Is that really any faster than we did it when Bob Cratchit, in Dickens' time, was standing at a high table with quill and sandbox? Are the figures any more accurate? The numbers on the reports are lined up in a column alongside the budgets with variances of actual from planned, aren't they? We can see where we've gone astray.
So why don't we take action to correct?
When World War I ended, Alfred Sloan realized that the system that worked for tracing assets and ownership didn't help make decisions for mass-produced automobiles. "Cost accounting" was developed by Will Durant and others. It wasn't a double-entry system. There was no general ledger or trial balance to provide validation for the numbers, but it satisfied the need for some idea of how much an automobile cost.
Well, friends, that cost accounting idea has worked for printing and other businesses for 70 years now hasn't it? But now we use our high-speed adding machines, called microprocessors, to produce and track our "costs" at high speed, don't we? Well, maybe speed really isn't a factor since we only jigger those "standard costs" and "production standards" once a year...if we get around to it.
Trouble is that those microprocessors that we believed were improving our decisions, but didn't, were beginning to have a profound impact on our printing process. Computers are for the estimating system, aren't they?
At first, computers took over typesetting starting in the '70s. Then one after another, color separating, page composition, platemaking, programmable logic control of our machines, computerized mail labels, and on and on. Our basis for daily decisions was obsolesced by the very black boxes we thought were just fancy adding machines.
General ledger bookkeeping and cost accounting are no longer the real world where problems are solved and decisions made. We're coming to realize that a printing business doesn't succeed by controlling internal costs.

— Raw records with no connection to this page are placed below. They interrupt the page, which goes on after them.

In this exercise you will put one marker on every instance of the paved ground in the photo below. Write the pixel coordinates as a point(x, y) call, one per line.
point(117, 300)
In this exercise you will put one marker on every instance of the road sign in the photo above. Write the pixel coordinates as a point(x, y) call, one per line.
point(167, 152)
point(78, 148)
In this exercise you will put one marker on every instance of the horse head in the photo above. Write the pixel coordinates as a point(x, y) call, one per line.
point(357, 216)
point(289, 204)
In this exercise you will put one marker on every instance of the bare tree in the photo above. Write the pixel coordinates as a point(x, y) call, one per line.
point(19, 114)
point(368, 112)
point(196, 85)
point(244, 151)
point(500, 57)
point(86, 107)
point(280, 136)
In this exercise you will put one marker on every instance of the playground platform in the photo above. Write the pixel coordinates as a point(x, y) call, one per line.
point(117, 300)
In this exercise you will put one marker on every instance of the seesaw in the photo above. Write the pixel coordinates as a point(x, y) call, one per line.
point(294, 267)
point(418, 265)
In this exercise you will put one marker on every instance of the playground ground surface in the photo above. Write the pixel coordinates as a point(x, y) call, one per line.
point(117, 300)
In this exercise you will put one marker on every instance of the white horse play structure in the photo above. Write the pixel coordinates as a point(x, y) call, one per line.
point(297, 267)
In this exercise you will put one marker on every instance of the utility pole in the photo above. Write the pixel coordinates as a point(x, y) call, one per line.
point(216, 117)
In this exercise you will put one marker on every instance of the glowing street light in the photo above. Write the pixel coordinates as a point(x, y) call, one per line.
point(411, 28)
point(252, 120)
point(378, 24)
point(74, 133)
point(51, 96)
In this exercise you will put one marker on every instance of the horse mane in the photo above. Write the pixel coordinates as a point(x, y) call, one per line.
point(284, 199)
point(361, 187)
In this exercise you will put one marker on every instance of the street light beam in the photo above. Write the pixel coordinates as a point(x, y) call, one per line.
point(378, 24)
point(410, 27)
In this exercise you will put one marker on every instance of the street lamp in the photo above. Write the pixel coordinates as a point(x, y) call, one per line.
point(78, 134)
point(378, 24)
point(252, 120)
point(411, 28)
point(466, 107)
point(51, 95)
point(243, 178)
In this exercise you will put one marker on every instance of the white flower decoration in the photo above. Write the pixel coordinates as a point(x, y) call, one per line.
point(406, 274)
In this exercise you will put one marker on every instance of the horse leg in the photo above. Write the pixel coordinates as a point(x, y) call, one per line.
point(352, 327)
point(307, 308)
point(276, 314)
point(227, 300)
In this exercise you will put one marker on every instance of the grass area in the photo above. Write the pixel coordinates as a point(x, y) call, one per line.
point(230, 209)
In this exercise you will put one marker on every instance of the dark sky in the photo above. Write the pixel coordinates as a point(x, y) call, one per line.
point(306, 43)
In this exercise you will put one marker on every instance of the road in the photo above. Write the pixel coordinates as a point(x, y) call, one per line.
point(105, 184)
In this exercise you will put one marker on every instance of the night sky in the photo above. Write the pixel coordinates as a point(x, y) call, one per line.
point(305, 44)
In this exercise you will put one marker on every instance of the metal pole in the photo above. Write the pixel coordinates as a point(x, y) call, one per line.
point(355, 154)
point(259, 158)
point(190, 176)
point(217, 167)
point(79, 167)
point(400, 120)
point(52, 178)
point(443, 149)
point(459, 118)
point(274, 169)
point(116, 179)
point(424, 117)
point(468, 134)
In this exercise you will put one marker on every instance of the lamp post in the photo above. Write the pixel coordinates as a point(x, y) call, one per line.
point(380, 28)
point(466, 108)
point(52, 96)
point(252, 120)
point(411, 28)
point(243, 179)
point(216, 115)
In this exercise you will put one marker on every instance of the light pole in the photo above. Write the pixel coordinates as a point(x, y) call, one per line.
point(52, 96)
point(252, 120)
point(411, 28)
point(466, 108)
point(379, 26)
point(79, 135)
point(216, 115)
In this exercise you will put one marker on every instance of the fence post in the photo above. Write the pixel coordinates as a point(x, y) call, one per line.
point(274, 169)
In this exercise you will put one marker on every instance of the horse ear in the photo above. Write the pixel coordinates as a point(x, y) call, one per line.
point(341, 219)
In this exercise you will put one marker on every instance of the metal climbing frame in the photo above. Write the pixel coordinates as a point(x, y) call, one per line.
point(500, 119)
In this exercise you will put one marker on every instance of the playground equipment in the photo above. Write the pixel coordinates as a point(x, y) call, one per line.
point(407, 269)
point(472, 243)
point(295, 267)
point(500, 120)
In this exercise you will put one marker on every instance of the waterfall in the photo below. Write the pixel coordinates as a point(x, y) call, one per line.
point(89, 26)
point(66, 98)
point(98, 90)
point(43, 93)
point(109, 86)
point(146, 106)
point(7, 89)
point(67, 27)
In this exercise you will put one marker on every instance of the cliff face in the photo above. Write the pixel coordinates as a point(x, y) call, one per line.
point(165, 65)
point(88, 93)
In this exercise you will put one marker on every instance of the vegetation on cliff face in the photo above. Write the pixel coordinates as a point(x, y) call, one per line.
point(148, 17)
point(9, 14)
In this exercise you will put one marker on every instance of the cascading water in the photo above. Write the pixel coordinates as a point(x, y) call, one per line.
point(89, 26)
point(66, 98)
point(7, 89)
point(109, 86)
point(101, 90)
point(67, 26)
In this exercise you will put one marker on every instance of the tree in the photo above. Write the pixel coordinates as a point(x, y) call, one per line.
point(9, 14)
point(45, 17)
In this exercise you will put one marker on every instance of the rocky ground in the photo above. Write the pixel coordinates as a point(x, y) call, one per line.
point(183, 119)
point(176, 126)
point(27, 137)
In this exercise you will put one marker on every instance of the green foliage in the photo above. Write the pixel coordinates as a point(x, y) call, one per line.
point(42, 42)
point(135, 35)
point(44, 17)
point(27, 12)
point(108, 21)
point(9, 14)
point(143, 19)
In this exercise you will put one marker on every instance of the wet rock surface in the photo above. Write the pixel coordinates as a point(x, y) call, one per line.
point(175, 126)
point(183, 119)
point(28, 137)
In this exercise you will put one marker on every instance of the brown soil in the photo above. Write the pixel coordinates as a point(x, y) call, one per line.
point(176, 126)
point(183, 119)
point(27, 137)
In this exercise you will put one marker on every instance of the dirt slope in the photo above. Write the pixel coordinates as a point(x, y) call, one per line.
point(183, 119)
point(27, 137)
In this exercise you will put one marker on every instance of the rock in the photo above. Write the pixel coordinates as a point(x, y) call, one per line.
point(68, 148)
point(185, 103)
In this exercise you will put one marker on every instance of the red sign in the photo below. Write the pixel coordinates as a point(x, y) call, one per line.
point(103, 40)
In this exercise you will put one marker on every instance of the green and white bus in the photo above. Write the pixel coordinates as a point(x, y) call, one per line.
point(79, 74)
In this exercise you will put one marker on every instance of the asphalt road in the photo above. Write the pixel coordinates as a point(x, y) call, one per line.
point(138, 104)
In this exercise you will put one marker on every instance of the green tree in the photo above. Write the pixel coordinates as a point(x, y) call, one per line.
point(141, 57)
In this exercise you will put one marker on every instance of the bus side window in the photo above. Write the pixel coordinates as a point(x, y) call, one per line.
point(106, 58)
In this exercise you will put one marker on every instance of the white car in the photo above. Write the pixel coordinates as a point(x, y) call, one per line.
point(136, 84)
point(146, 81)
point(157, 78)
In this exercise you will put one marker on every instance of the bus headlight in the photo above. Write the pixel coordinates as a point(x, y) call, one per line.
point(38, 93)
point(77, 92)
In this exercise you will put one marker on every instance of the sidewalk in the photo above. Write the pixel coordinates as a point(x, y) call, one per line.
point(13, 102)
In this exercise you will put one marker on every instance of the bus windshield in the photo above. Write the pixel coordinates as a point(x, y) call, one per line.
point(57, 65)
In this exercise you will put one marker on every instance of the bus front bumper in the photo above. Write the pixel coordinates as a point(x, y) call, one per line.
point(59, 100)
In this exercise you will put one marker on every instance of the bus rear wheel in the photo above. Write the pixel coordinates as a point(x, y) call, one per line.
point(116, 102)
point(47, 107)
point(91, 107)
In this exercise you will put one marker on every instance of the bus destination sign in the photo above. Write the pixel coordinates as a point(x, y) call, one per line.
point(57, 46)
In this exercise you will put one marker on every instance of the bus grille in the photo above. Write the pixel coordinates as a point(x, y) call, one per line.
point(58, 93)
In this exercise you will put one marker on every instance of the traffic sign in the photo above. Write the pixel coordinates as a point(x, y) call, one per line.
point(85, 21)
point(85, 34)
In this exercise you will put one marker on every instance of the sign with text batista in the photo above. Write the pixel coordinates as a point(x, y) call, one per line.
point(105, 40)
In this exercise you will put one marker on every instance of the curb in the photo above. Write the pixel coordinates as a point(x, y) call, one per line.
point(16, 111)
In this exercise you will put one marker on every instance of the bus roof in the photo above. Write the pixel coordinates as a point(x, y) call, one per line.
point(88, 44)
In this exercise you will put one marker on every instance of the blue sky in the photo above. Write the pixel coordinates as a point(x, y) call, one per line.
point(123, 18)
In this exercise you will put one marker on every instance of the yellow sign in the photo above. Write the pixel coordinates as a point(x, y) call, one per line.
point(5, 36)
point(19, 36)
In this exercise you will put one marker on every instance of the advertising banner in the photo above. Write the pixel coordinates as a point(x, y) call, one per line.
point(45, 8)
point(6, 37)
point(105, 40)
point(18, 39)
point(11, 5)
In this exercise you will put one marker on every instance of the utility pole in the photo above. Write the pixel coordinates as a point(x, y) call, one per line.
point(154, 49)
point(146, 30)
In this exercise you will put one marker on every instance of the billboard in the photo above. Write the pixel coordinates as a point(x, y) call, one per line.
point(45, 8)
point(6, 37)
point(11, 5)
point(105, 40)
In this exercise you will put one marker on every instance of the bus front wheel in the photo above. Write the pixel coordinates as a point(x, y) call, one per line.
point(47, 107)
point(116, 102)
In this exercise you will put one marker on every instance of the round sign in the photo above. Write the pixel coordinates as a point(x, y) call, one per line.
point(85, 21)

It must focus on the external world by adding value that fulfills market needs.
Cutting costs may save a faltering company for a time by making it more efficient. But efficiencies of reduced internal costs don't supply external customer value. Adding value to blank paper makes the printer effective. All the ledgers and sophisticated cost systems a computer can produce are but internal yardsticks that have not a thing to do with the outside world where the customers live.
History tells us the first Information Revolution was the development of written alphabet characters and the second was the use of the characters written down in books. Let's take a lesson from the third Information Revolution where 10,000 monks illuminating manuscripts lost their jobs because of Gutenberg's press and movable type.
You could downsize the number of monks, increase monk efficiency training, have monk teams for motivation in your monastery business, but the monk transcription business was obsolete. The process did not add the value demanded by the market.
Back to our original question: Why won't managers take action based on our computerized accounting reports? It may be because even though they may be very accurate, and a tad faster, they're not relevant to adding external values for consumers. They no longer play in prime time.
Beating a Dead Horse
There's an old saying: "When your horse dies, the first thing to do is dismount."
It's time to dismount the ledger and cost system horses for problem solving and decision making. They're dead. That's why they're unused. Now the question: What do we use to guide us?
We must think about how computers can reach out onto the Internet and bring us external world data that helps us make relevant data decisions. What is the meaning of "information" we need for economic guidance?
Think about William L. Davis, CEO of R.R. Donnelley & Sons, who noted in a recent speech that printing is a "decade behind in manufacturing best practices."
Reflect on this nugget: In printing we add value for customers by converting raw sheets of paper to information pieces. Yet, to this day, we buy paper from our suppliers by the pound (basis weight of a 500 sheet ream) and sell it after conversion by the copy. Do we even yet realize who we are or what the value we add is?
WHOA! Stop the world. We want to get on.